The analogy of simple and inter simple sequence repeat markers in the assessment of genetic diversity of pumpkin accessions in Kenya
Date
2020-09Author
Kiramana, James
Isutsa, Dorcas Khasungu
Nyende, Aggrey Bernard
Metadata
Show full item recordAbstract
Pumpkin is found growing in many parts of Kenya although its genetic variation has not been determined using
available molecular markers. This study compared SSR and ISSR efficacy in assessing diversity of 139 pumpkin
accessions using the multiplex ratio (MR), polymorphic information content (PIC), effective multiplex ratio
(EMR), marker index (MI), different (Na) and effective (Ne) alleles, Shannon index (I), expected (He) and
unbiased expected heterozygosity (UHe), analysis of molecular variance (AMOVA), clusters and mantel
correspondence. DNA ranged from 27-2992ng/µl and 0.45-2.1 of 260/280nm. SSR detected 23 total alleles and
4.6 average alleles of 100-700bp. ISSR detected 152 total alleles and 21.7 average alleles of 200-2000bp.

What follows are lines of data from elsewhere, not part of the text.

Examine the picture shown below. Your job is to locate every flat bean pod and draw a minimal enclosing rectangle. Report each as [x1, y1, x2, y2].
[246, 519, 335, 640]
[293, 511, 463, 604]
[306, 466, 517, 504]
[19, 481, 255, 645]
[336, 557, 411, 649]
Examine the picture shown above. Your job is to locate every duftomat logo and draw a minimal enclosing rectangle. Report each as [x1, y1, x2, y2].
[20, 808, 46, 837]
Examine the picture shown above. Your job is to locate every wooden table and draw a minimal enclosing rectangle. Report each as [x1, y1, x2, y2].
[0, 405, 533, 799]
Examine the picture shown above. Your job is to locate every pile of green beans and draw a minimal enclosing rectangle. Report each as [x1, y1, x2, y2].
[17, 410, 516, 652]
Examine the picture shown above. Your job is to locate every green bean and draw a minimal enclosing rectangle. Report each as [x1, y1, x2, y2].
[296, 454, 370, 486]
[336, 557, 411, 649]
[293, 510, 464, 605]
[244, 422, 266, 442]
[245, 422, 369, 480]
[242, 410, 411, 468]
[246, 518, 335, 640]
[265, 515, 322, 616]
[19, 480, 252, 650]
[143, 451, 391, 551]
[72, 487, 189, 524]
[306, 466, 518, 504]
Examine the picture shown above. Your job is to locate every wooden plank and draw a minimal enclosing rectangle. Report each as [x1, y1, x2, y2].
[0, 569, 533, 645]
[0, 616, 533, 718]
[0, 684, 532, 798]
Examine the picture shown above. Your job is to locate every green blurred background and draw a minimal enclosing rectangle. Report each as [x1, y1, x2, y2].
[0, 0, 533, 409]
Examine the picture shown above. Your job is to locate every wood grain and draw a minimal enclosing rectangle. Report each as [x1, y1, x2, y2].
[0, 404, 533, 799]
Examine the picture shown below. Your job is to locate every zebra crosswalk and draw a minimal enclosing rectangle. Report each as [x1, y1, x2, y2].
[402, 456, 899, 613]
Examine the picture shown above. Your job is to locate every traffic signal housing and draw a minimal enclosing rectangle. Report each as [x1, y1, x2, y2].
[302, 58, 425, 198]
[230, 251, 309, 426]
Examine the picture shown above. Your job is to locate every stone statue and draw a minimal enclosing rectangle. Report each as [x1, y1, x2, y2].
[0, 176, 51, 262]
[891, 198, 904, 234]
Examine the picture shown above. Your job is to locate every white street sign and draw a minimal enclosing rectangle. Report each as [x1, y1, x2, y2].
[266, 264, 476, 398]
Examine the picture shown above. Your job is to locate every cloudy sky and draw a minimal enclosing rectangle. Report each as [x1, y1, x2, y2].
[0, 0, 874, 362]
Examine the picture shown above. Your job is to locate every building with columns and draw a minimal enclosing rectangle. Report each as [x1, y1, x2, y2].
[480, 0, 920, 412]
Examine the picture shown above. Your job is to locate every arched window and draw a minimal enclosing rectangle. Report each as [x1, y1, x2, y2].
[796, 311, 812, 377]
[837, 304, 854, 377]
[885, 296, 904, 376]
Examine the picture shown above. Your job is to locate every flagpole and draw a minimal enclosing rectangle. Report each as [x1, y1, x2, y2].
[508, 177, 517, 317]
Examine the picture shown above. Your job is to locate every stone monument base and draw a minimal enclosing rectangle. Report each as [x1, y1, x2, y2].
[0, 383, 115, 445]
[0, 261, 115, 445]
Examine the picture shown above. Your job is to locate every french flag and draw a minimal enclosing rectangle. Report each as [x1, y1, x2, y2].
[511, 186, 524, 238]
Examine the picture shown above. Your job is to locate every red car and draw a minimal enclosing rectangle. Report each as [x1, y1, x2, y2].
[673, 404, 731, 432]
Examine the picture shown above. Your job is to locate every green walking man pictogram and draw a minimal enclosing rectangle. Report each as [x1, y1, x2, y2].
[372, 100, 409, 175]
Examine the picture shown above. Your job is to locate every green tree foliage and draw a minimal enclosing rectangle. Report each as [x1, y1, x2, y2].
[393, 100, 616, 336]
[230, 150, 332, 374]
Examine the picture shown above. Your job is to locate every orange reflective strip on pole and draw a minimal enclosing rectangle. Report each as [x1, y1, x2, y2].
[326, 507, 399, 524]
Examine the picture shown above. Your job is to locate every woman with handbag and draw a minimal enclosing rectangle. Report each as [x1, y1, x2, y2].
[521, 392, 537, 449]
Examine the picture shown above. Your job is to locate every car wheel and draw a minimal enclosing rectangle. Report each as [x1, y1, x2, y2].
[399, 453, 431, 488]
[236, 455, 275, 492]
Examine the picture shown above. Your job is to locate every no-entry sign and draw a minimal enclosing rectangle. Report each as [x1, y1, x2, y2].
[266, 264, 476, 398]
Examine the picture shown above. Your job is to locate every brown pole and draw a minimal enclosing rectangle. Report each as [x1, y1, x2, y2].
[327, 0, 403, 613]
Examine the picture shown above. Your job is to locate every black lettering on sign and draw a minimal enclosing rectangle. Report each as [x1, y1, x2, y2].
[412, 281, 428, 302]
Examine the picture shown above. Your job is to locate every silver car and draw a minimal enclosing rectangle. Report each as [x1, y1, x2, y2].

Amplified and polymorphic DNA bands were 437 and 117 for SSR, 512 and 391 for ISSR, respectively. Total and
polymorphic bands MR was 87.4 and 29.4 for SSR, 73.1 and 55.9 for ISSR, respectively. PIC, EMR and MI for
ISSR were higher than for SSR. Markers with high polymorphism portrayed high EMR and MI. SSR PKCT-122
and ISSR 17899A had the highest polymorphism, PIC, EMR and MI. Ne, I, He and UHe was high for SSR, while
Na was high for ISSR. AMOVA revealed significant (P=0.01; P=0.02) differentiation. Genetic diversity was 14%
and 7% among, 86% and 93% within accessions for SSR and ISSR, respectively. Three clusters independent of
geographic origin were revealed. SSR and ISSR Euclidean matrices showed positive significant (r=0.272,
P=0.0001) correlation, which implied they reflected the same genetic diversity. Hence, the genetic diversity of
pumpkins can be assessed effectively using either SSR or ISSR markers.